To further bolster TB treatment efficacy, the development of targeted interventions, such as counseling services and support groups, is recommended to meet the unique needs of TB patients affected by nyaope and alcohol use. The success of these interventions hinges on robust communication and collaboration across various healthcare sectors, underscored by the formation of interdisciplinary teams. This collaborative framework aims to foster a healthcare environment that is attuned to the complex relationship between TB and substance abuse, thereby enhancing treatment outcomes and reinforcing TB control and prevention initiatives in South Africa.

Data Availability

Data is available upon request by contacting the corresponding author ([email protected]).

Ethical Approval

The study was approved by the Ethics Committee of the University Higher Degrees Ethical Committee (UHDC) of the University of Venda (SHS/19/PH/28/0411). Permission to conduct the study was obtained from the Limpopo Provincial Department of Health and concerned district offices. Furthermore, permission was obtained from the facilities’ operational managers concerned.

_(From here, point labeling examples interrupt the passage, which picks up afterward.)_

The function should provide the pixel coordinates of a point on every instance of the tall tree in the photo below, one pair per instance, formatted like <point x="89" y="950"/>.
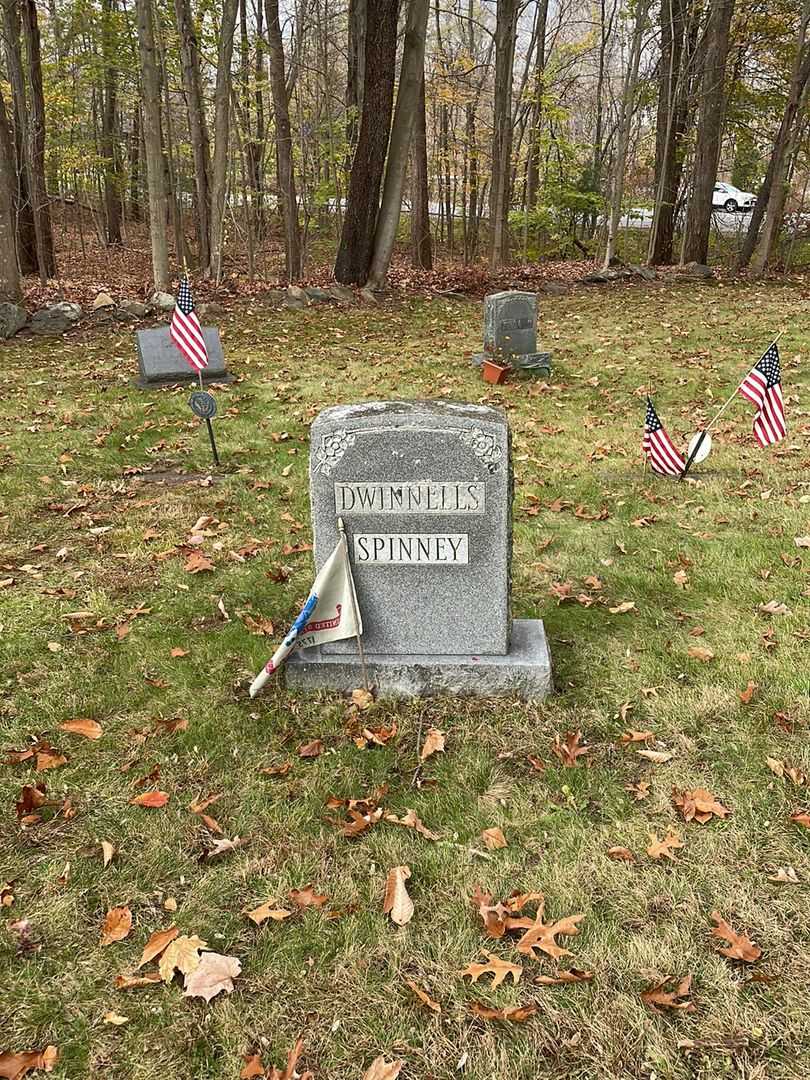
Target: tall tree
<point x="109" y="116"/>
<point x="10" y="284"/>
<point x="625" y="121"/>
<point x="412" y="80"/>
<point x="421" y="245"/>
<point x="285" y="172"/>
<point x="500" y="189"/>
<point x="356" y="238"/>
<point x="198" y="125"/>
<point x="152" y="144"/>
<point x="710" y="131"/>
<point x="770" y="202"/>
<point x="221" y="135"/>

Written informed consent, including permission for the audio recording of the interviews, was obtained from all study participants who agreed to participate.

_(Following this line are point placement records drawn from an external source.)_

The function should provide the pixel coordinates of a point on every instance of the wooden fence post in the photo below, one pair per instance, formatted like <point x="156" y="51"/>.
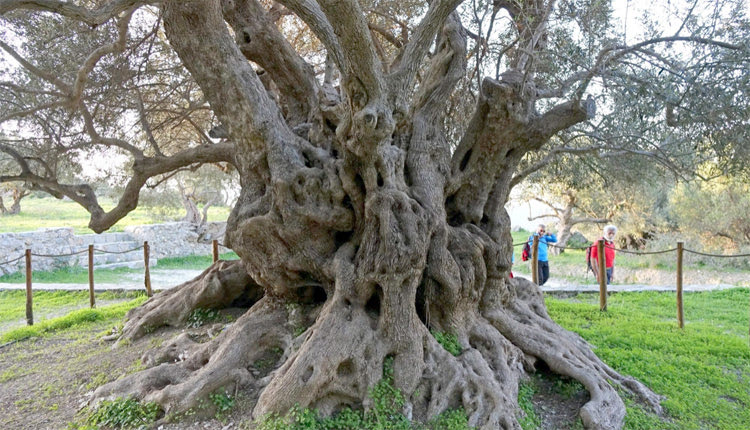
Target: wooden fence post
<point x="602" y="275"/>
<point x="29" y="296"/>
<point x="680" y="314"/>
<point x="535" y="260"/>
<point x="92" y="301"/>
<point x="147" y="275"/>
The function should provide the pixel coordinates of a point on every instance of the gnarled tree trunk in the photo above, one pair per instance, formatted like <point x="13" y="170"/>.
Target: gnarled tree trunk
<point x="359" y="225"/>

The manuscript was already published as a preprint based on the link https://www.medrxiv.org/content/10.1101/2023.06.08.23291161v1.full [27].

Conflicts of Interest

The authors declare that they have no conflicts of interest.

Authors’ Contributions

Hulisani Matakanye was the project leader and involved in the research instrument development, the data collection and analysis, and the writing of the article. Takalani Grace Tshitangano supervised the study and the writing of the article. Both authors have read and agreed to the published version of the manuscript.


The authors wish to thank the University of Venda and the Limpopo Province Department of Health, for granting ethical clearance and permission to conduct the study. The participants are also thanked for their consent to participate in the study. The supervisors are thanked for their tireless efforts and guidance.

Supplementary Materials

Supplementary 1. Consolidated criteria for reporting qualitative studies.

Supplementary 2. Coding.

Supplementary 3. Themes and subthemes for the influence of nyaope and alcohol use on TB patients.

Supplementary 4. Coding tree for the influence of nyaope and alcohol use on TB Treatment Adherence.